Streaming the latest Hollywood or Bollywood blockbuster to your smartphone over a high-speed broadband connection at 40,000 feet could soon be a reality for Etihad Airways passengers. Yahsat, the UAE-based satellite communications company, is testing a new technology on an Etihad Airbus 320 that promises a faster, cheaper onboard internet connection.
As airlines continue to explore ways to differentiate their offering and provide passengers with a wider experience, high-speed inflight connectivity is increasingly becoming a critical point of reference.
Last month, the Qatar Airways chief executive Akbar Al Baker told the Iata World Passenger Symposium in Hamburg that the future of in-flight entertainment will be a fully connected, Bring Your Own Device (BYOD) model.
Yahsat’s collaboration with Etihad will trial the Ka-band, which promises to be faster and more reliable than the legacy Ku-band systems.

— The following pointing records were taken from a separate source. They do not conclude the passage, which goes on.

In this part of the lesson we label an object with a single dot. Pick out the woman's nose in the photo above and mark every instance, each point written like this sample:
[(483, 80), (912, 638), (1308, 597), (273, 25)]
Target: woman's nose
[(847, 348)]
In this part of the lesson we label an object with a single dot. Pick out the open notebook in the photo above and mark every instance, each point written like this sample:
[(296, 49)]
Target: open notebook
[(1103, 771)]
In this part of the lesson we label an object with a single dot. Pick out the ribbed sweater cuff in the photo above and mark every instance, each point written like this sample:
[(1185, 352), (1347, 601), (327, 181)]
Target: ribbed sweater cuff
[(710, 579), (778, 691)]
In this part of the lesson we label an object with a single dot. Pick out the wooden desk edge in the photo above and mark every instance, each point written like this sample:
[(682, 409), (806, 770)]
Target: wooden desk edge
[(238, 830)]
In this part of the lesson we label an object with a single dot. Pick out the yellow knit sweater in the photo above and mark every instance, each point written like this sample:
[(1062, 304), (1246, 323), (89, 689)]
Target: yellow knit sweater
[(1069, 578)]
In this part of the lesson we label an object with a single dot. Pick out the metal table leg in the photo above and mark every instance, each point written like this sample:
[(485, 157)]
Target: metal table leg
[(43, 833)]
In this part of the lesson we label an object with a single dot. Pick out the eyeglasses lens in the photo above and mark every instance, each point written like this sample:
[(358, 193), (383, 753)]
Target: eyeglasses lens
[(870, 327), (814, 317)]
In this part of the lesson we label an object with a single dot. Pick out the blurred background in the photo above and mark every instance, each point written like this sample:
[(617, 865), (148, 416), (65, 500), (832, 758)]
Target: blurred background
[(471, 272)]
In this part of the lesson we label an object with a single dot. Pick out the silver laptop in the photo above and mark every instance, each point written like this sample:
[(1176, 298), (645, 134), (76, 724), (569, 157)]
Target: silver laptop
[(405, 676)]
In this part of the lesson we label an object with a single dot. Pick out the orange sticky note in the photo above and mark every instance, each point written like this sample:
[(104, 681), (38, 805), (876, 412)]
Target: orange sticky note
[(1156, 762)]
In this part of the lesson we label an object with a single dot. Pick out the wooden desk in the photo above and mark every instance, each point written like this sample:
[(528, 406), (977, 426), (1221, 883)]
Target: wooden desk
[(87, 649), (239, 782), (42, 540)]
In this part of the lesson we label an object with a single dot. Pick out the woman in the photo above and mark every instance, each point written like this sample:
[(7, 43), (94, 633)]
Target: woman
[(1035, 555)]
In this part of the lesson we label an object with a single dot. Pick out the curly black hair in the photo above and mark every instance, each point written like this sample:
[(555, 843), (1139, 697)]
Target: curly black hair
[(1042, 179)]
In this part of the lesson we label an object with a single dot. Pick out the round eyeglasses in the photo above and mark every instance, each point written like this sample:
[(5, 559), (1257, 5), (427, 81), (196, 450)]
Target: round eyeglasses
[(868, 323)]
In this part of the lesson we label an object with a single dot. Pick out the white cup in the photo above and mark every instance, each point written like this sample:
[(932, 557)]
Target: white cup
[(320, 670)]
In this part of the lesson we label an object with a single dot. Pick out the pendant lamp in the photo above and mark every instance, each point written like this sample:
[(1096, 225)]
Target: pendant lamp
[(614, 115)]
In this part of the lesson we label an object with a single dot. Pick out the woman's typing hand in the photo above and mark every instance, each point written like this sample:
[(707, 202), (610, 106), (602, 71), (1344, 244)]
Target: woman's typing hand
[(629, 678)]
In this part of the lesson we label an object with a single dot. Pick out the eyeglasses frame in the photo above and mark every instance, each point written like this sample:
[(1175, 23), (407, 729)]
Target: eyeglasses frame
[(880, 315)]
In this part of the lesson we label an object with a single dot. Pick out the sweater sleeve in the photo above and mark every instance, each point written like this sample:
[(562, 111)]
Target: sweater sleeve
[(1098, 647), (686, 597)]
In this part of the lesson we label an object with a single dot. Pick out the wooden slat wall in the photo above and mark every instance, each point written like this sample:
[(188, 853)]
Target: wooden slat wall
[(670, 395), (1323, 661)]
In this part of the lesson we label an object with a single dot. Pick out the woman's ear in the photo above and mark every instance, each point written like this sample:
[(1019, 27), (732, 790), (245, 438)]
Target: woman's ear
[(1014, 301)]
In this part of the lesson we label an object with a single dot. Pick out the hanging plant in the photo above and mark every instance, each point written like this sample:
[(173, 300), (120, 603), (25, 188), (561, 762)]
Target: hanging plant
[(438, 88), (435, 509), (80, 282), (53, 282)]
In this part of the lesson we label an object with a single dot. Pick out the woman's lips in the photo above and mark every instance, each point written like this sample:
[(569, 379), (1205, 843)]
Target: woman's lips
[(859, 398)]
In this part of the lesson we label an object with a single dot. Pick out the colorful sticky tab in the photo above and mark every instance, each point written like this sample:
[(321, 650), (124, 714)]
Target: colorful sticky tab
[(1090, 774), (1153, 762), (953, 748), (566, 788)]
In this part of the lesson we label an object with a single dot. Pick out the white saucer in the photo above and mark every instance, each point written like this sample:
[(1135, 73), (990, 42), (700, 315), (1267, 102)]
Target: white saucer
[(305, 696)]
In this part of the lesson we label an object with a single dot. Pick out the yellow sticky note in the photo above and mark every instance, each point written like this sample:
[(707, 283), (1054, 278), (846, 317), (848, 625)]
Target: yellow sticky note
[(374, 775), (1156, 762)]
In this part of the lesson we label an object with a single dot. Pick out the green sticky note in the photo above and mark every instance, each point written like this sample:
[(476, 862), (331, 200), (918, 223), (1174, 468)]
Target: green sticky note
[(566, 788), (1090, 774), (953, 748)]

There are already several instances of commercial Ka-band connectivity being used to serve commercial airlines.
“The testing of the new satellite connectivity is a key step for Yahsat,” said Masood Mahmood, chief executive of Yahsat. “It signifies the beginning of our journey towards expanding into a growing global market segment”
Airlines typically work on very small margins, especially for economy travellers. While there is a willingness to pay for some in-flight connectivity, customers are very price-sensitive about spending more than the ticket price for services of any kind on a plane. Therefore, to ensure a good user broadband experience, at a reasonable cost, the economics have to improve. According to Yahsat, the Ka-band technology can reduce bandwidth prices by 50 to 60 per cent.
With Ka-band, speeds of up to 50 mbps are commonplace, allowing passengers to have the necessary bandwidth to stream video and enable applications such as video conferencing.
The lower pricing is a core opportunity for airline and retail commerce, according to a Yahsat spokesman. However, the antenna – its mass, aerodynamics, reliability – as well as aviation regulation, are yet to be tested and will be critical to making the system commercially viable.